A decisão de negar os vistos foi tomada pelo governo brasileiro após informações divulgadas pelo jornal The Washington Post, segundo as quais a missão poderia ter como finalidade levantar questionamentos sobre a segurança e a confiabilidade do sistema eleitoral brasileiro.

Fontes ouvidas pelo portal Metrópoles afirmaram que os representantes norte-americanos também pretendiam se reunir com o senador e pré-candidato à Presidência da República, Flávio Bolsonaro (PL-RJ), além de integrantes da Justiça Eleitoral, para tratar de assuntos relacionados ao pleito previsto para outubro.

Debate sobre urnas eletrônicas voltou ao centro da discussão

Nos últimos dias, Flávio Bolsonaro voltou a fazer críticas ao sistema eletrônico de votação durante um encontro com representantes de cerca de 40 embaixadas.

Na ocasião, o parlamentar citou um suposto relatório da Agência Central de Inteligência dos Estados Unidos (CIA) que levantaria suspeitas sobre eleições realizadas com equipamentos produzidos pela empresa Smartmatic, de origem venezuelana.

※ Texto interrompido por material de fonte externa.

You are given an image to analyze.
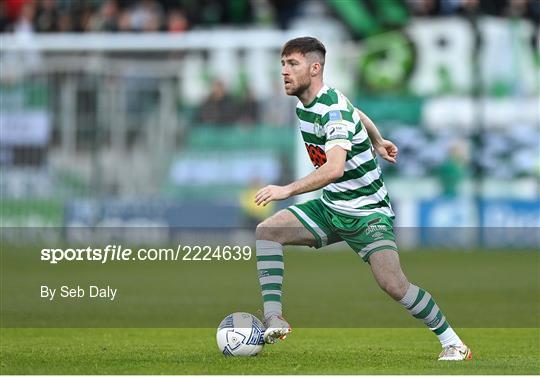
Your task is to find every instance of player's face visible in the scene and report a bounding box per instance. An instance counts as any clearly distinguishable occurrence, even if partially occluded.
[281,52,311,96]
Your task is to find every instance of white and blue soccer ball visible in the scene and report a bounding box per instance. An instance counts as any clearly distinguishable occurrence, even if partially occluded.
[216,312,264,356]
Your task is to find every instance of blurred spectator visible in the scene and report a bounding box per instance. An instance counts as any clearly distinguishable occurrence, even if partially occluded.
[0,1,9,32]
[58,11,73,32]
[437,143,467,198]
[131,0,163,31]
[35,0,58,33]
[89,0,118,32]
[503,0,540,22]
[407,0,439,17]
[238,86,259,125]
[14,2,36,33]
[198,80,237,126]
[261,80,297,127]
[167,9,189,33]
[118,9,133,33]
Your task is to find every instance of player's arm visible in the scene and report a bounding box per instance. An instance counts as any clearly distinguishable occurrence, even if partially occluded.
[255,146,347,206]
[356,109,398,164]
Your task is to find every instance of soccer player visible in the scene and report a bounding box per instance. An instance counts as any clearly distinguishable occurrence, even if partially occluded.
[255,37,472,360]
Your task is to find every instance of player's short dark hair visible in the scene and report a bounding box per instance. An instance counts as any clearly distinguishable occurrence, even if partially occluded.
[281,37,326,64]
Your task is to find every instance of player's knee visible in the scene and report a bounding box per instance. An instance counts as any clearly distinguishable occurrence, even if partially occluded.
[255,220,282,243]
[381,279,407,301]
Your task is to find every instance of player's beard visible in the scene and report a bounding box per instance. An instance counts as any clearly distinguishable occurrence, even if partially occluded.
[287,76,311,97]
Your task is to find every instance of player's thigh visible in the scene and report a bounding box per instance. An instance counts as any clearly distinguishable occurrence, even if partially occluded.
[369,249,409,300]
[255,209,316,246]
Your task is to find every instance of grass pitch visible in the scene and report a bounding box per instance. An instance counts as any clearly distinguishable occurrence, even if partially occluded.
[1,328,540,374]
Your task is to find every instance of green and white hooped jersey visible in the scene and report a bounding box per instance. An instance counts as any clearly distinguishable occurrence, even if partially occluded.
[296,85,394,217]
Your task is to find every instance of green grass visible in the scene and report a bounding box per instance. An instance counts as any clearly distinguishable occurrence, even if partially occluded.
[1,328,540,374]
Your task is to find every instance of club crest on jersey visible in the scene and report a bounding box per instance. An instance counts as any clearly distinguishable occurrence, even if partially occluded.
[313,117,325,137]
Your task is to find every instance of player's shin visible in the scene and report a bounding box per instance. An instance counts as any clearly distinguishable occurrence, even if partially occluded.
[399,284,463,348]
[256,240,284,318]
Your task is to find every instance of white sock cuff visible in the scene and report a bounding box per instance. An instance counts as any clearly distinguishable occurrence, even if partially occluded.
[399,283,420,307]
[437,326,463,348]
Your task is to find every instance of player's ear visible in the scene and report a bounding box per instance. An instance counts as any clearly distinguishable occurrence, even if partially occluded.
[311,62,321,76]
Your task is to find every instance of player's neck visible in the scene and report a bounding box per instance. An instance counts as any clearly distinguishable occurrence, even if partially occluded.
[298,81,324,106]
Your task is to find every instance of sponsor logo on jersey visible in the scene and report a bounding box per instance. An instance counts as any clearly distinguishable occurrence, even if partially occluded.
[313,116,325,137]
[326,123,349,141]
[328,110,341,122]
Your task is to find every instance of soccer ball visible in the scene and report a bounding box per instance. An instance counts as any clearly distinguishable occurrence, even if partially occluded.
[216,312,264,356]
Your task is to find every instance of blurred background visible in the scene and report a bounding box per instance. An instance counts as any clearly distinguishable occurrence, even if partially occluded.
[0,0,540,247]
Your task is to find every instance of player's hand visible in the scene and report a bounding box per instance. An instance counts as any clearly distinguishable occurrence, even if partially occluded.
[255,185,291,207]
[373,139,398,164]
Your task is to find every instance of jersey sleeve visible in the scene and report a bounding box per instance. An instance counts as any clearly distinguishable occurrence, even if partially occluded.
[323,107,355,151]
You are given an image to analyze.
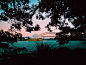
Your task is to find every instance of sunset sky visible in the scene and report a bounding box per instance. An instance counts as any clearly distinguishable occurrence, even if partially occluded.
[0,0,74,37]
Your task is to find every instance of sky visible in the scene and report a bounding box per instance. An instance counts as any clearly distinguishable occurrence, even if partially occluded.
[0,0,74,37]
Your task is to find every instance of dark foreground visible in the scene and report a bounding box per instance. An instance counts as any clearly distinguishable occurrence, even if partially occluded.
[0,48,86,65]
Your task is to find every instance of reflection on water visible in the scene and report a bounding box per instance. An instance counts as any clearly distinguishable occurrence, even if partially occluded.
[0,40,86,53]
[14,40,86,50]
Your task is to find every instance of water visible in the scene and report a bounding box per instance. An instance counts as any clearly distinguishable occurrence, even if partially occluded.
[0,40,86,53]
[11,40,86,50]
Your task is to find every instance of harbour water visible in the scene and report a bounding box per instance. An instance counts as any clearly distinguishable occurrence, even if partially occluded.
[9,40,86,52]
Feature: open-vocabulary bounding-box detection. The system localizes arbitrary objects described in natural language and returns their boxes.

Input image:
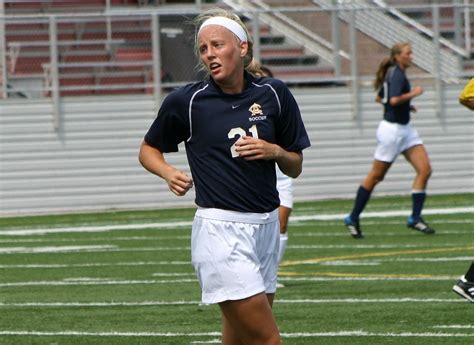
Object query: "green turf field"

[0,194,474,345]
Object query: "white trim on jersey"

[186,84,209,142]
[252,82,281,115]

O senador, entretanto, não apresentou provas públicas para sustentar as declarações.

TSE reforça confiança no sistema eleitoral

Antes desse episódio, o presidente do Tribunal Superior Eleitoral (TSE), ministro Kassio Nunes, havia defendido a segurança das urnas eletrônicas em reunião com diplomatas estrangeiros.

O magistrado destacou que o sistema brasileiro é referência internacional em integridade eleitoral e afirmou que a urna eletrônica garante igualdade entre os eleitores, independentemente de condição social, renda ou origem.

Enquanto o governo dos Estados Unidos sustenta que a visita tinha caráter institucional, o episódio amplia a tensão diplomática em torno das eleições brasileira.